Steve Hilton – the former adviser to Prime Minister David Cameron and potential mayoral candidate – is famously laid back. He came round to my house for coffee during his time in Downing Street, dressed in trainers, a baggy T-shirt and shorts. He cycles everywhere. But just because he does not wear a suit is no reason to assume the 45-year-old’s thinking is sloppy – far from it. Now a professor at Stanford University, Hilton has been in the UK promoting his new book, More Human.
At a talk the other day, he dared to suggest that teenagers should be banned from carrying smartphones until they are 18. He says that easily available porn is having a brutalising effect on boys. Girls are viewed as objects to be passed around.

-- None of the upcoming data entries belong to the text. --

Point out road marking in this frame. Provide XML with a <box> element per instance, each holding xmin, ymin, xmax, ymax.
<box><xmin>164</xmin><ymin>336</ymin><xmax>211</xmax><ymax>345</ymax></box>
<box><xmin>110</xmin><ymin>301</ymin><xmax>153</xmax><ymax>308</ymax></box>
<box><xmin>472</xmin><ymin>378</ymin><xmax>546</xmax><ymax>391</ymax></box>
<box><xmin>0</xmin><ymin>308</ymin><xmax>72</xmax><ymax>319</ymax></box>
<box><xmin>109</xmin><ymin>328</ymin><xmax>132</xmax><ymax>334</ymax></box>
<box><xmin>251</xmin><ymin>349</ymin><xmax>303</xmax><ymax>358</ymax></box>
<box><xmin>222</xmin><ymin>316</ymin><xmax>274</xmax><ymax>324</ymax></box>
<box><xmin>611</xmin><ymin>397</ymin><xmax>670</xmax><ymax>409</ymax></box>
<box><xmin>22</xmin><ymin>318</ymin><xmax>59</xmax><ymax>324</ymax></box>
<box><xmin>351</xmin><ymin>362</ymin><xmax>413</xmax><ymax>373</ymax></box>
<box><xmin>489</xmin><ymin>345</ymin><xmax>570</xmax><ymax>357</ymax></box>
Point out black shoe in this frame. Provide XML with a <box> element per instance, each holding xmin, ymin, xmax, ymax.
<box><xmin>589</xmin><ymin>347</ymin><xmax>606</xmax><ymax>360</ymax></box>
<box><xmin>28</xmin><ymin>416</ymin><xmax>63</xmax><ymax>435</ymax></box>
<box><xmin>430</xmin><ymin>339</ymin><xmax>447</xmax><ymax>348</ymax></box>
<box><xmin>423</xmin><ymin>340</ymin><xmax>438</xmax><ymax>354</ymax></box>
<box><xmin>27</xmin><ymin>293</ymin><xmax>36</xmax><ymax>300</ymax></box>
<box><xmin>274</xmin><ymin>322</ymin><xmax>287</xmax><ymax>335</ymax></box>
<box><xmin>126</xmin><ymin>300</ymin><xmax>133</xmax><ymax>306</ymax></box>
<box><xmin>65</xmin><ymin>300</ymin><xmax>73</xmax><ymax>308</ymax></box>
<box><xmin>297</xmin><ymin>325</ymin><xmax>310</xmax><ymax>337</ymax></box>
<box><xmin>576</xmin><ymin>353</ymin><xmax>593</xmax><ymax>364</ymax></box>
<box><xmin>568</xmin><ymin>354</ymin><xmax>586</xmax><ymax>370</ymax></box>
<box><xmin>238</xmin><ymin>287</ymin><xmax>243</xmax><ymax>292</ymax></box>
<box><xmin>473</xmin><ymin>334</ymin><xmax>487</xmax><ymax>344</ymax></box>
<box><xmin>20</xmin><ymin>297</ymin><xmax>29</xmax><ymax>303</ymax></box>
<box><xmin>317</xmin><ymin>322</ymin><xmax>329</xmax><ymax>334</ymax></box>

Phones allow them to share imagery, make snap judgements and communicate without ever speaking.
My friends with teenagers complain their children have lost the power of speech (not that my generation was particularly communicative), that they watch television while texting and commenting online, and spend hours just staring at tiny screens.

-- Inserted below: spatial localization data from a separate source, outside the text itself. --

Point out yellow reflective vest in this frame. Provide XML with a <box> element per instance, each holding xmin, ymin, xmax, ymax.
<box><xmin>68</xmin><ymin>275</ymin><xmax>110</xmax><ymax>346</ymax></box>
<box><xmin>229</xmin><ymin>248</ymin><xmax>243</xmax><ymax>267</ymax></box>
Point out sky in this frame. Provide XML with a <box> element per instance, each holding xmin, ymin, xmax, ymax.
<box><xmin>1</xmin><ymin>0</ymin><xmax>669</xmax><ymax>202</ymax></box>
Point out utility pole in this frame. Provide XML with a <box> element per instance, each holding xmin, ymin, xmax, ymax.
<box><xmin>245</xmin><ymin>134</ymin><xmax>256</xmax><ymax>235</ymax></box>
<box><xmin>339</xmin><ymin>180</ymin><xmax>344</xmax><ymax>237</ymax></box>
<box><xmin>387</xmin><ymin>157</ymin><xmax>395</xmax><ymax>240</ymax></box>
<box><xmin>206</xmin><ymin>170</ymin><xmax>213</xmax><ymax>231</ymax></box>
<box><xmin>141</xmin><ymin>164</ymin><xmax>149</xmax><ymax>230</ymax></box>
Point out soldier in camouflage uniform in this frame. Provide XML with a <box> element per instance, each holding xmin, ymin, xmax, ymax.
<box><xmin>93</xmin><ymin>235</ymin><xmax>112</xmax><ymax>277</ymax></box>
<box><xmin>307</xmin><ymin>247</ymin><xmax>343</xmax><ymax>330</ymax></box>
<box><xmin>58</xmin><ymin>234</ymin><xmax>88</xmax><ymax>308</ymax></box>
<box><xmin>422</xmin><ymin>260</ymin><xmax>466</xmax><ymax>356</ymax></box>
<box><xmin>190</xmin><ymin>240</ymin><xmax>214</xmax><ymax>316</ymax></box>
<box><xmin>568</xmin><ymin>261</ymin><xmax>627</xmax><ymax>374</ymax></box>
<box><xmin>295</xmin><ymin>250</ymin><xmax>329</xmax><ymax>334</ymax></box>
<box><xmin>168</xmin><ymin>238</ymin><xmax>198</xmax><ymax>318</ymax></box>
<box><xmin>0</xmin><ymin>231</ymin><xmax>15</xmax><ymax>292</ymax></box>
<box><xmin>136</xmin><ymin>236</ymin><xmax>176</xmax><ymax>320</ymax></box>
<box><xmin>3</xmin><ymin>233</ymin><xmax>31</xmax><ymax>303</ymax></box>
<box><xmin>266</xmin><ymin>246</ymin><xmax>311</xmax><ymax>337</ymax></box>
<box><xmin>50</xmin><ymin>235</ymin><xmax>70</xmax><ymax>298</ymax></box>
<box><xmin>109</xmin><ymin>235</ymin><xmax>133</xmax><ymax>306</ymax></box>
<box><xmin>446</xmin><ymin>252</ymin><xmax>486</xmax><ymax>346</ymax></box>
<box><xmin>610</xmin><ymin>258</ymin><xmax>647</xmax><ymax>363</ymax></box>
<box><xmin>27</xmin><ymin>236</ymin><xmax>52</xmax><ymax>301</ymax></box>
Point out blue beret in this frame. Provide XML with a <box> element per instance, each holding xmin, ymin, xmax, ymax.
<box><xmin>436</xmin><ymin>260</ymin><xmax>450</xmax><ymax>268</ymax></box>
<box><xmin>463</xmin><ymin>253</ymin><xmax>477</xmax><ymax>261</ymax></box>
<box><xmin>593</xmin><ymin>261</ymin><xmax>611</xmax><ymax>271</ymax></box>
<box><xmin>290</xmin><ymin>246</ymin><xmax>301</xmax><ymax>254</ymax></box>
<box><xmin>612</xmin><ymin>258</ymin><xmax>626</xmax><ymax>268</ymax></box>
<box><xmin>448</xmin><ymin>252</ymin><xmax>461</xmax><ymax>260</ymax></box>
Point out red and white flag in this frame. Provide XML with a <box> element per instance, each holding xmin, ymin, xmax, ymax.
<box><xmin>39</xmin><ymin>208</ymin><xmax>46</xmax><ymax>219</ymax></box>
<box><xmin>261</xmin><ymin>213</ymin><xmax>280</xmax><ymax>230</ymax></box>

In the US, many schools are banning smartphones and tablets, so why is the same not happening here? Some do, but all UK schools should install secure bins inside their gates and pay for guards to remove gadgets from pupils. We all know teens cheekily sit with their phones on silent mode, operating them behind a teacher’s back, even when they are supposedly banned. The people at Apple who invented these phones and tablets don’t let their own children use them – doesn’t that say it all? Some bosses in Silicon Valley go as far as preventing their children from using the internet at all until they are teenagers.